If you have been diagnosed with presbyopia and/or cataracts and are in general good health, you may benefit from refractive cataract surgery with Premium Lenses or Lifestyle lenses. It is important that you have a thorough eye exam to determine your eye health and to make sure you have no medical conditions such as uncontrolled glaucoma, diabetic retinopathy, or advanced macular degeneration. There are many factors to be considered when choosing the right lens for your lifestyle. Together, we can determine which lens implant is right for you.
What if I have already had LASIK, RK, or another eye surgery?

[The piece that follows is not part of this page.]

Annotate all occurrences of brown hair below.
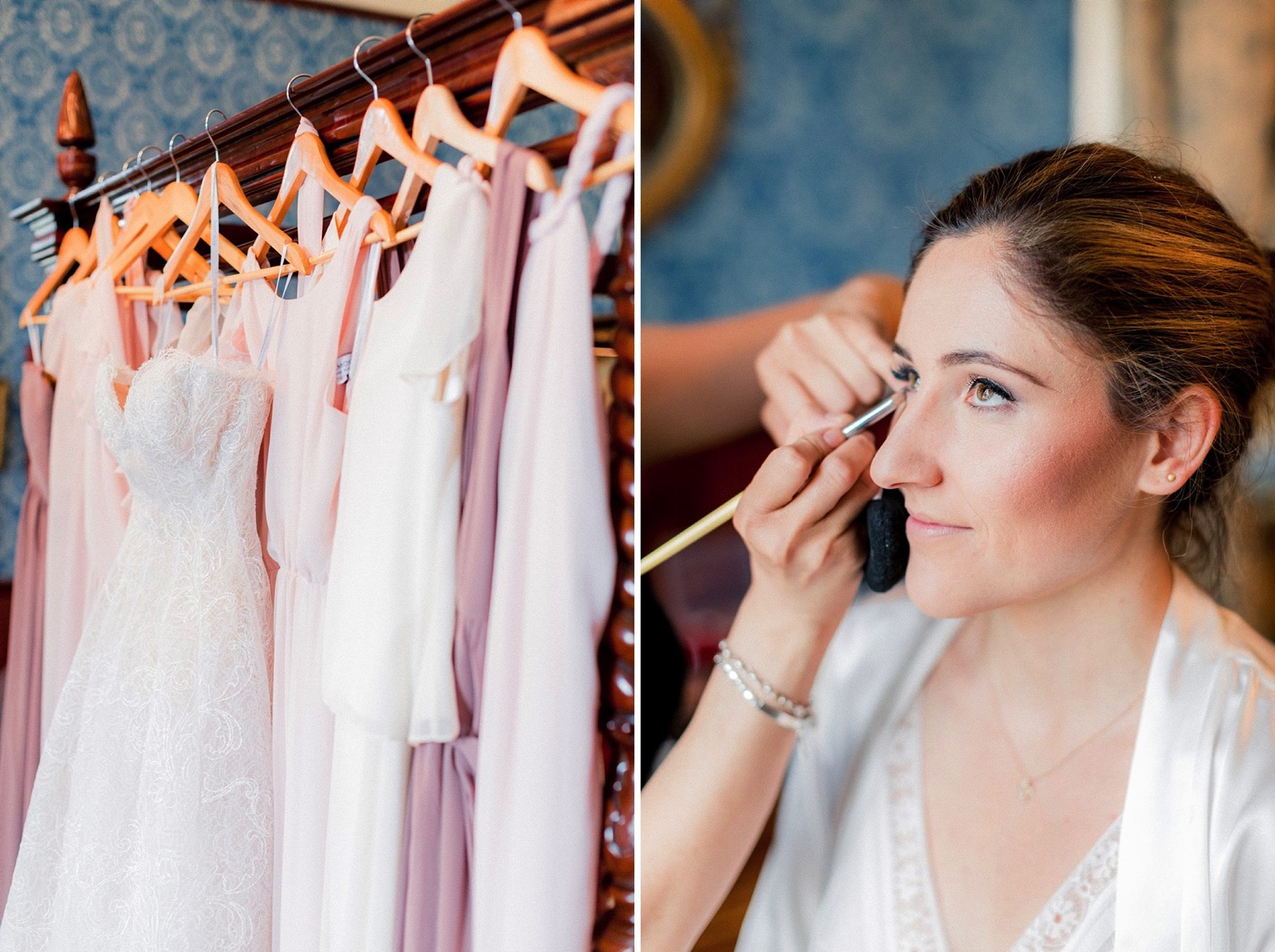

Even if you have had another eye surgery such as LASIK, you may still be a good candidate for this procedure. nJoy Vision offers advanced testing, such as ORA, ascan and biometry to help determine proper lens selection.
Lifestyle Lenses offer patients the opportunity for greater independence from glasses after surgery.
Will I still need glasses?
Lifestyle lenses are designed to REDUCE your dependence on glasses or contact lenses, not alleviate it altogether. Most patients are able to perform 70-80% of their daily activities without corrective lenses, but results will vary depending on patient vision, lifestyle and the anatomy of your eyes. The most common circumstances where corrective lenses were required after surgery were night driving, reading in low-light situations, and reading very fine print.
Are there any side effects after surgery?
Patients do generally find they have an “adjustment” period of about six to twelve weeks where they need to “learn” to see up close again with the new lens. Also, some people report glare or halos around lights, which generally diminishes over time. More people state that the ability to see both near and far greatly outweighs any visual side effects they might have.
Most patients are able to perform 70-80% of their daily activities without corrective lenses.
Is there an additional cost for these specialty lenses?
Yes, there are additional costs for specialty lenses.
Medicare pays the standard cataract benefit, and the patient pays an additional charge for the technology and services used for the vision correction specifically done to reduce dependence on glasses or contacts.
Cataract Surgery designed to correct vision requires the surgeon to use more technology before, during and after surgery. Removing the cataract to allow vision to be clear with glasses is a covered service. The choice to decrease dependence on glasses and contacts is considered elective. The additional fee for vision correction during cataract surgery may include additional pre- and intra-operative testing, a Lifestyle lens and an extended care component that covers post-operative office visits for up to twelve months.
If you have vision loss due to cataracts, the basic cataract surgery may be covered by Medicare or private insurance. The cost of adding vision correction technology and and associated services are considered elective and not covered by Medicare and private insurance. The patient would be responsible for payment of any portion that exceeds the charge of the standard monofocal IOL as well as refractive testing and extended post-operative care.
If you do not have a cataract, most insurance companies will not provide coverage. The patient is then responsible for the surgery, lens implant and any associated services along with the surgery center fees.
Choosing to have vision correction to reduce the dependence on glasses or contacts is and an upgrade from the standard monofocal cataract procedure.
What is the difference between Accommodating and Multifocal Lens implants?
All presbyopic or bifocal lenses are designed to create multiple focal points at varied distances to help reduce a patient’s dependence on corrective lenses. During the consultation process, your doctors will take the time to address your specific visual needs and lifestyle to make the right lens recommendation for you.